Anomaly Detection Using Entropy: Anomaly detection is a critical task in data science, and entropy can be used to detect anomalies in data and improve anomaly detection algorithms. By identifying events with low probability or high entropy, data scientists can improve the accuracy of their models and identify potential sources of error.

Other uses for entropy are: Network Analysis, Anomaly Detection, Data Compression, Time Series Analysis, Information Retrieval, and Data Visualization.

One comment has a very interesting summary:

In data science, entropy is often used to quantify the amount of information in a dataset. Only some of the data that is held is informative.

To say that your data holds high entropy is to say that you can't hold or grasp the overall meaning or idea behind a given content. It's like holding onto the sand that keeps slipping through your fingers.

On the other hand, low entropy in a dataset indicates that the data has a high degree of order or structure, which makes it easier to understand and analyze.
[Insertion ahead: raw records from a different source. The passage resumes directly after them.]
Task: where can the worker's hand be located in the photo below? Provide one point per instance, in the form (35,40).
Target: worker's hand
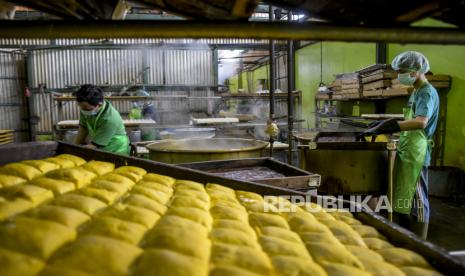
(272,129)
(384,127)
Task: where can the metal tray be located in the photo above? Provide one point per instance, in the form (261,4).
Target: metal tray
(436,255)
(291,177)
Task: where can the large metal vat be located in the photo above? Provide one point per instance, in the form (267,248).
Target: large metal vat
(349,167)
(196,150)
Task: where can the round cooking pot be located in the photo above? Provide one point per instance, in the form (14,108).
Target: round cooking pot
(196,150)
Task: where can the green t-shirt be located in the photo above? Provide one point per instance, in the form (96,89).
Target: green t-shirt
(105,125)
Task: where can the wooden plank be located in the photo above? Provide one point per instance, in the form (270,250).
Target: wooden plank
(438,77)
(377,84)
(379,76)
(350,86)
(372,93)
(397,92)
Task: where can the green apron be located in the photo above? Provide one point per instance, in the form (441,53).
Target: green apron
(410,158)
(118,143)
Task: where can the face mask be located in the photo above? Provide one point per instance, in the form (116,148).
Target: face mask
(406,79)
(90,112)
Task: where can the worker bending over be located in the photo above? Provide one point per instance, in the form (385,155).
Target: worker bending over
(100,121)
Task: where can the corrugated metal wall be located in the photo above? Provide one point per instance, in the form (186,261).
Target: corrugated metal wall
(59,68)
(11,90)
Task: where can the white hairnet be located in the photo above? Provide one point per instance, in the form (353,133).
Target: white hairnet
(411,61)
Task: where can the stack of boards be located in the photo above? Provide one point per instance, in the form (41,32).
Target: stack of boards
(376,81)
(65,216)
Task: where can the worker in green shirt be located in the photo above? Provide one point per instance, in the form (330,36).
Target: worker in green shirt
(100,121)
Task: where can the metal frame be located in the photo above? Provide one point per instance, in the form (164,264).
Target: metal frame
(436,255)
(215,29)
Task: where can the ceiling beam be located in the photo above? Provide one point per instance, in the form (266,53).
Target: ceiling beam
(257,30)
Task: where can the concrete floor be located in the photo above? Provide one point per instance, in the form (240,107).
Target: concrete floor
(447,224)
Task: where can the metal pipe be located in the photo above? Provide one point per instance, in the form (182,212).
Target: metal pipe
(290,100)
(271,81)
(257,30)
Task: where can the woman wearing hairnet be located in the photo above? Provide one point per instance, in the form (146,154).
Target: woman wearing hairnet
(410,197)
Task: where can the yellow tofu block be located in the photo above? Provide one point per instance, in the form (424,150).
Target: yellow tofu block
(145,202)
(240,256)
(325,237)
(32,193)
(63,163)
(264,219)
(419,271)
(214,188)
(336,269)
(62,271)
(230,271)
(192,193)
(245,196)
(41,165)
(20,170)
(68,217)
(116,178)
(10,180)
(190,241)
(223,212)
(169,263)
(189,185)
(291,266)
(280,233)
(403,257)
(162,179)
(367,231)
(197,215)
(82,203)
(377,244)
(9,208)
(363,253)
(37,238)
(259,207)
(58,187)
(235,225)
(334,253)
(381,268)
(231,236)
(275,247)
(133,173)
(120,188)
(78,161)
(323,217)
(345,234)
(187,201)
(153,194)
(97,255)
(15,264)
(157,186)
(103,195)
(115,228)
(79,176)
(228,203)
(349,220)
(131,213)
(99,167)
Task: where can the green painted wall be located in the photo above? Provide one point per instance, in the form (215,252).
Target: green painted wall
(450,60)
(337,58)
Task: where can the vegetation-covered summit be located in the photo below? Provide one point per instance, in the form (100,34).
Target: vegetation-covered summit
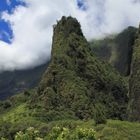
(76,84)
(77,94)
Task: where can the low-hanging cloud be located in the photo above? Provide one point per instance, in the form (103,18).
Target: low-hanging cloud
(32,26)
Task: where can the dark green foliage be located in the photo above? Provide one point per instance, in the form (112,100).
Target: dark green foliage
(75,78)
(117,50)
(100,114)
(134,84)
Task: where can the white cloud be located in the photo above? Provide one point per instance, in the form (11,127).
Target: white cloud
(8,2)
(32,26)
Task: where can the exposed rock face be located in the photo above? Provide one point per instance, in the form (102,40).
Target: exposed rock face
(134,85)
(76,82)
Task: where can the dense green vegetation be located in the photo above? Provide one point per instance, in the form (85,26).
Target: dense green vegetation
(13,82)
(134,105)
(76,83)
(77,98)
(116,49)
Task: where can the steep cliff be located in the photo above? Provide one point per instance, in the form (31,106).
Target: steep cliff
(77,84)
(134,84)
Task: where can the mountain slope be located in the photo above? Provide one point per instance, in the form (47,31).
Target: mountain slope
(76,83)
(76,89)
(14,82)
(134,84)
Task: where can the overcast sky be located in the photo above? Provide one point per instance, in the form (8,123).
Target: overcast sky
(26,25)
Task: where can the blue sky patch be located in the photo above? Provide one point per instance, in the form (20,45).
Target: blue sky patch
(81,4)
(5,29)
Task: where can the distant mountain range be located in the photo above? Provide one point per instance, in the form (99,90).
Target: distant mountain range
(13,82)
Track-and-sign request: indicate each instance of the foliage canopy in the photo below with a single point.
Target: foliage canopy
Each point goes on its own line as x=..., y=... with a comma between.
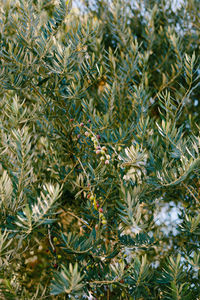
x=100, y=149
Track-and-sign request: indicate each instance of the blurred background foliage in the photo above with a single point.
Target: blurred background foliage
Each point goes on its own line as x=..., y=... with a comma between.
x=99, y=165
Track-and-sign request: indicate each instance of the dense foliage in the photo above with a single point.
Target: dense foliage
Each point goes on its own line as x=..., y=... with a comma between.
x=100, y=150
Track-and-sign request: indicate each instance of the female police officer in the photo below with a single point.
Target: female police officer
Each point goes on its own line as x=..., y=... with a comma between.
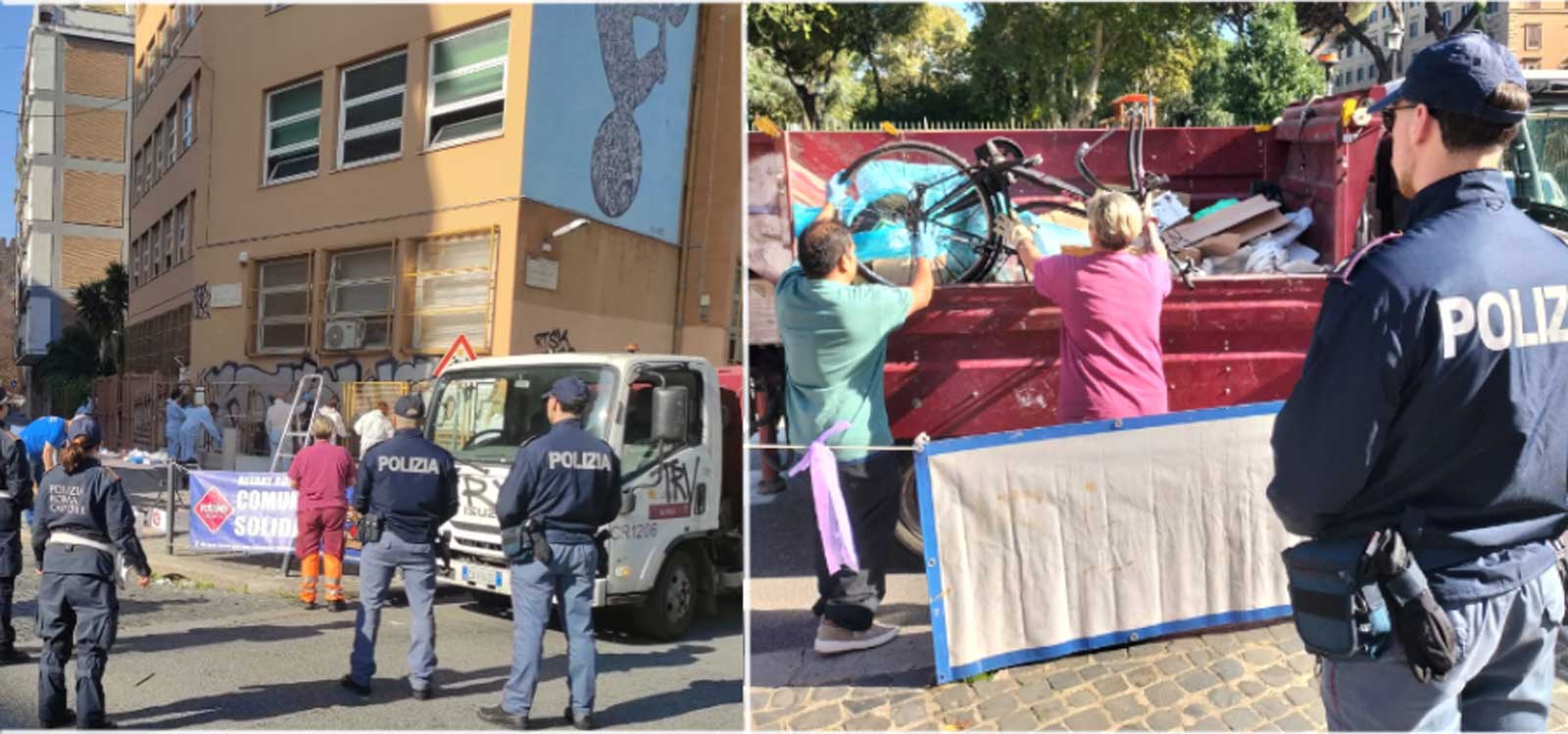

Using entropy, data scientists can quantify the amount of order or disorder in a dataset and use that information to gain insights and make predictions. Dany Saban

Bayesian theorem explained in video¶

Super Simple Explanation of Bayes Theorem!

Diamonds Dataset¶

Looking for examples I found a very common example for Data Science using Diamonds shape, size and value. It is called the Diamonds dataset. It is integrated in the seaborn library. It is widely considered the "gold standard" for practicing distribution analysis because it is large (approx 54,000), clean, and contains continuous variables that follow interesting, non-normal distributions.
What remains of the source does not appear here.